2000 – YTEC expands to include the YTEC Academy, strengthening the treatment/education model
YTEC partners with the San Francisco Unified School District to pilot the YTEC Academy, an on-site alternative High School. YTEC now serves youth full-time from 8.20 to 5.00 with all educational and treatment services under one roof. The school accommodates 20 YTEC students at a given time with the goal of helping them become positive leaders of their communities, to obtain a high school diploma, and to gain the tools and skills needed to complete a college or vocational program. In 2001, five Academy students make the SFUSD honor roll for African American Scholars.

2002 - YTEC pilots the Leadership Program for youth who have “graduated” drug court
To meet the needs of youth that have successfully completed their drug court requirements, but still want to stay connected with the staff, resources and support of YTEC, the Leadership Program is launched. The program includes opportunities for youth to maintain their gains and prevent relapse while further developing their academic, leadership, and life skills. All leadership youth are enrolled in college or vocational training, in addition to acquiring work experience.

2004 - YTEC moves to a new location and expands the Academy
Because of its successful track record, YTEC receives a grant from the SFUSD as a part of the Secondary School Redesign Initiative to begin planning to grow the school. In Fall 2004, YTEC and the Academy move to a new location with the capacity for 50 students at any time and 100 students a year – and with the goal of accommodating 100 students at any time within three years. YTEC expands its School to Work, and School to College programs in partnership with San Francisco State University, and New College.

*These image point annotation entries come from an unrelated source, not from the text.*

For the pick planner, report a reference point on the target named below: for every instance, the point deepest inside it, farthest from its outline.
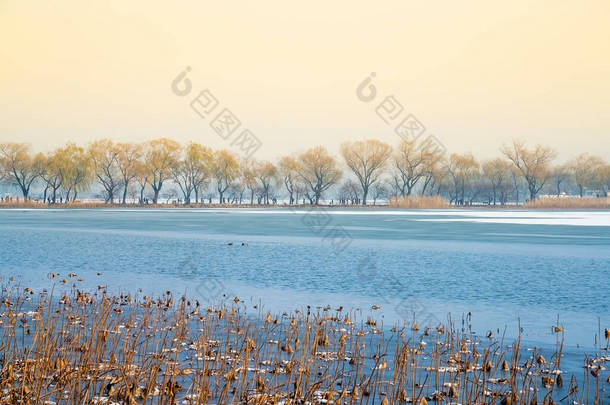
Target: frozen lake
(501, 266)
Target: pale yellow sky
(476, 73)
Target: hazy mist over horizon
(479, 75)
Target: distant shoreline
(278, 206)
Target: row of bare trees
(371, 169)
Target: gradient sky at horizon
(476, 73)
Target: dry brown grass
(568, 203)
(419, 202)
(99, 348)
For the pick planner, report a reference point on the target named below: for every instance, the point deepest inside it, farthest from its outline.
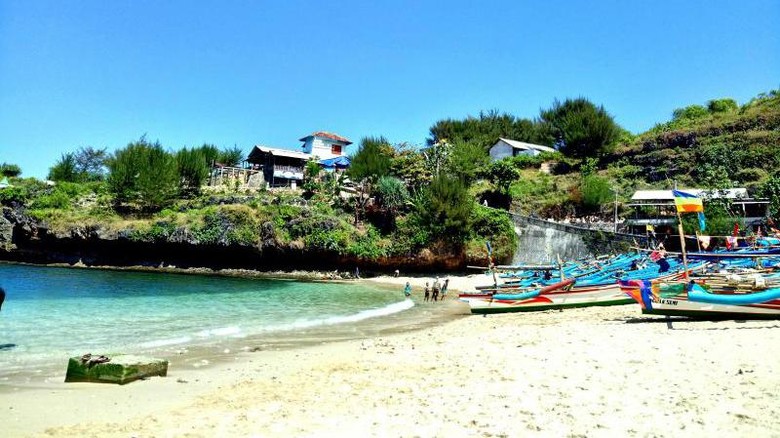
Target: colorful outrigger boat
(699, 300)
(513, 302)
(596, 289)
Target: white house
(285, 167)
(324, 145)
(505, 147)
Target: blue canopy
(337, 162)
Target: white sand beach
(582, 372)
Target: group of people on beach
(436, 292)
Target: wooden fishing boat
(691, 299)
(601, 290)
(519, 302)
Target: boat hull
(607, 295)
(680, 305)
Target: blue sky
(104, 73)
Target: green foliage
(409, 165)
(64, 169)
(210, 154)
(691, 112)
(86, 164)
(447, 209)
(10, 170)
(502, 173)
(722, 105)
(411, 235)
(311, 182)
(485, 130)
(391, 193)
(466, 160)
(228, 225)
(372, 161)
(580, 128)
(771, 191)
(13, 195)
(193, 169)
(595, 192)
(367, 245)
(230, 157)
(143, 173)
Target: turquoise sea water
(51, 314)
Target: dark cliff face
(23, 239)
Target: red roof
(329, 135)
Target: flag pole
(682, 243)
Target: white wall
(500, 150)
(321, 147)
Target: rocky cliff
(23, 239)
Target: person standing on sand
(444, 288)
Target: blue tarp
(337, 162)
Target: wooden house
(505, 147)
(285, 167)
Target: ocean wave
(221, 331)
(166, 342)
(355, 317)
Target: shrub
(144, 173)
(10, 170)
(12, 195)
(595, 191)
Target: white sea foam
(221, 331)
(359, 316)
(166, 342)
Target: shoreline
(300, 275)
(591, 371)
(220, 350)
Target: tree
(771, 191)
(502, 174)
(467, 160)
(86, 164)
(595, 192)
(231, 157)
(579, 128)
(722, 105)
(311, 182)
(10, 170)
(369, 164)
(91, 163)
(691, 112)
(210, 153)
(447, 208)
(193, 169)
(409, 165)
(371, 161)
(145, 174)
(484, 130)
(391, 195)
(64, 169)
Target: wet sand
(582, 372)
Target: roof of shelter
(525, 146)
(279, 152)
(666, 195)
(328, 135)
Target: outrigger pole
(682, 243)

2005 – a new structure and a new name to reflect YTEC’s expanded role
To reflect the reality of its growth in programs far beyond those required by the drug court, YTEC changes its name to Youth Treatment and Education Center, and obtains independent status as a 501c3 organization with its own Board of Directors. YTEC continues to evolve to accommodate more youth in its successful model and to support the growing dreams and goals of its graduates.

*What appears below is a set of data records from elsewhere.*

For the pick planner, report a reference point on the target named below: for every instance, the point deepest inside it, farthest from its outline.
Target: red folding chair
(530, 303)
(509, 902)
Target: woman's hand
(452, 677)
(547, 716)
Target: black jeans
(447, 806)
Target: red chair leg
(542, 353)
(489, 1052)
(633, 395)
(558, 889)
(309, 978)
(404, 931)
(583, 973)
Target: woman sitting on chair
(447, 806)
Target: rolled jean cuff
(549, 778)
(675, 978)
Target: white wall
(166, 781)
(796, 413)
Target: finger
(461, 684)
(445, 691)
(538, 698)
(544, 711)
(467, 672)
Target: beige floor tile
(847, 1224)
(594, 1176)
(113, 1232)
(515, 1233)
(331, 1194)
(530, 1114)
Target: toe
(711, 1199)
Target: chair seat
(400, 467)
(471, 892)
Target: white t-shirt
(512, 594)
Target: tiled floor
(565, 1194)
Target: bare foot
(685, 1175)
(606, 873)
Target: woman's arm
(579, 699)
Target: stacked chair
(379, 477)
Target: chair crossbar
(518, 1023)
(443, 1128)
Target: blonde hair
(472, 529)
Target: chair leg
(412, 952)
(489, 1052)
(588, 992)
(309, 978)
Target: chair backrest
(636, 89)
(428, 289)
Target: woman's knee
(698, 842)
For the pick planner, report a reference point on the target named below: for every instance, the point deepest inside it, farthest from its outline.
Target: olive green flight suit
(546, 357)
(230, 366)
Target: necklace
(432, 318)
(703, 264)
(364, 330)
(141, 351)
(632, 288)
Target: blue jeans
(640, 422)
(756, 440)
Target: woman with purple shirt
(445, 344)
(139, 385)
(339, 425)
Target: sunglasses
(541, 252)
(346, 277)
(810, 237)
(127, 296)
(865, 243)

2006– Principals' Center Collaborative opens to expand the model
Because of the success of YTEC's integration of treatment and education, San Francisco decided to expand the Academy to include more youth on probation. San Francisco Superior Court, SF Unified School District, Mayor Gavin Newsom's Office Of Criminal Justice and the Department of Probation joined with YTEC to expand the program at the SFUSD's Principals' Center campus. The collaborative high school now serves over 60 youth with innovative, integrated treatment and course work.